Coffee culture

Why Are Yemen Coffee Beans So Rare Nowadays?

Published: 2026-01-27 Author: FrontStreet Coffee
Last Updated: 2026/01/27, While Ethiopian coffee is widely known, Ethiopia is the world's earliest coffee-discovering country. In the 17th century, the first batch of Yemen coffee was exported to Europe via the ancient small port—Mocha Port. Ethiopia, just across the sea from Yemen, also used Mocha Port to export its coffee. Yemen Mocha was part of the world coffee trade

The Historical Legacy of Yemen Coffee

Many people have heard of Ethiopian coffee. Although Ethiopia is the world's first country to discover coffee, in the 17th century, the first batch of Yemeni coffee was exported to Europe via the ancient small port of Mocha. Across the sea from Yemen, Ethiopia also exported coffee through the Mocha port. Yemeni Mocha is the originator of the world's coffee trade, which is the origin of the term "Mocha coffee." Historically, the term "Mocha" was once used as a nickname for coffee. For example, the Mocha coffee and Mocha pot we hear today are tributes to Yemen.

Historical image of Mocha port and coffee trade

However, Yemen was the first country in the world to produce coffee as a crop on a large scale. Coffee is cultivated at an average altitude of over 2,300 meters. High-quality Yemeni coffee has unique flavors: complex Middle Eastern spices, ripe fruits, wine notes, and cocoa, with a rich texture and intense aftertaste.

Yemeni coffee beans showing their characteristic appearance

Factors Behind Yemen Coffee's Decline

Yemeni coffee also had its glorious period, but its decline has continued to this day due to multiple factors:

1. There are few suitable places for coffee cultivation in Yemen, and continuous warfare has persisted since 2015.

Yemen's coffee growing areas are almost entirely concentrated in the western mountainous regions, relying on sunlight, rainfall, and unique soil for cultivation. Since the war began in 2015, transportation infrastructure, including routes for fuel and food, has been severely damaged. This has sharply increased transportation costs for local people's travel, making it difficult for goods to enter and exit. Yemen faces severe inflation domestically; countless families have lost their sources of income; government public sectors cannot pay wages; countless people have been displaced, leaving no time to focus on the development of their coffee industry.

Mountainous terrain of Yemen's coffee growing regions

2. Competition from the local cultivation of the narcotic plant Qat.

Due to the instability of the world coffee market, coffee prices are often low. Yemeni coffee farmers discovered they could obtain more benefits from cultivating Qat, and most of them turned to growing Qat. According to 2012 data, Yemen's coffee production was only 198 tons, while Qat production reached 190,800 tons. By 2016, Yemen's coffee production accounted for only 0.1% of the world's total - and this was commercial beans, of which specialty coffee beans were as rare as 0.0001%.

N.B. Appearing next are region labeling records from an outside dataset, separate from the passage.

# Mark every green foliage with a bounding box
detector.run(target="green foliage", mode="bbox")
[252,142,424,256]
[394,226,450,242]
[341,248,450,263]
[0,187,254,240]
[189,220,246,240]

Comparison between coffee and Qat plant cultivation

3. Lack of proper coffee processing methods, rarely reaching specialty coffee levels

Yemen is the world's only fully natural-processed coffee-producing country. Yemen has an extremely dry climate, with coffee mainly cultivated in the western highlands, where annual rainfall is only 400-750 millimeters, far below the optimal 1,500-2,000 millimeters for Arabica. Due to the water-scarce environment, farmers have been unable to introduce more advanced washed processing methods to this day.

Farmers place harvested fruits on the roofs of stone houses built along mountains to dry. During the drying period, similar to drying rice grains, wooden rakes are used to turn them to ensure each bean dries evenly. After about twenty days, when the coffee drying is complete, the outer pulp and skin are removed to extract the coffee beans. The depulping and hulling processes rely entirely on rudimentary stone grinding equipment. Yemeni coffee has rich, complex, wild, and mellow flavors, with strong fermentation notes and lower acidity characteristics. Additionally, Yemeni coffee often contains an uncertain factor (the timing of seasonal rainfall) that makes it unpredictable.

Traditional Yemeni coffee drying process on stone house roofs

The Revival and Future of Yemen Coffee

Currently, only a few coffee shops in China have the opportunity to taste Yemeni coffee. In recent years, Yemen has been continuously developing and optimizing its coffee cultivation. It has increasingly appeared on the specialty coffee stage, and new special processing methods have emerged, one of which has a powerful and mysterious-sounding name - the Alchemy processing method: This method involves placing whole cherries or depulped fruits into jars, adding different inert gases (carbon dioxide, nitrogen, etc.) into the jars, combining 10 bar (pressure) / 145 psi (pressure), temperature control, gas regulation, and drying management techniques to process the green beans.

Modern alchemy processing method for Yemeni coffee

Yemeni coffee is currently relatively rare and niche in the market, and in the future, people will have more opportunities to encounter Yemeni coffee.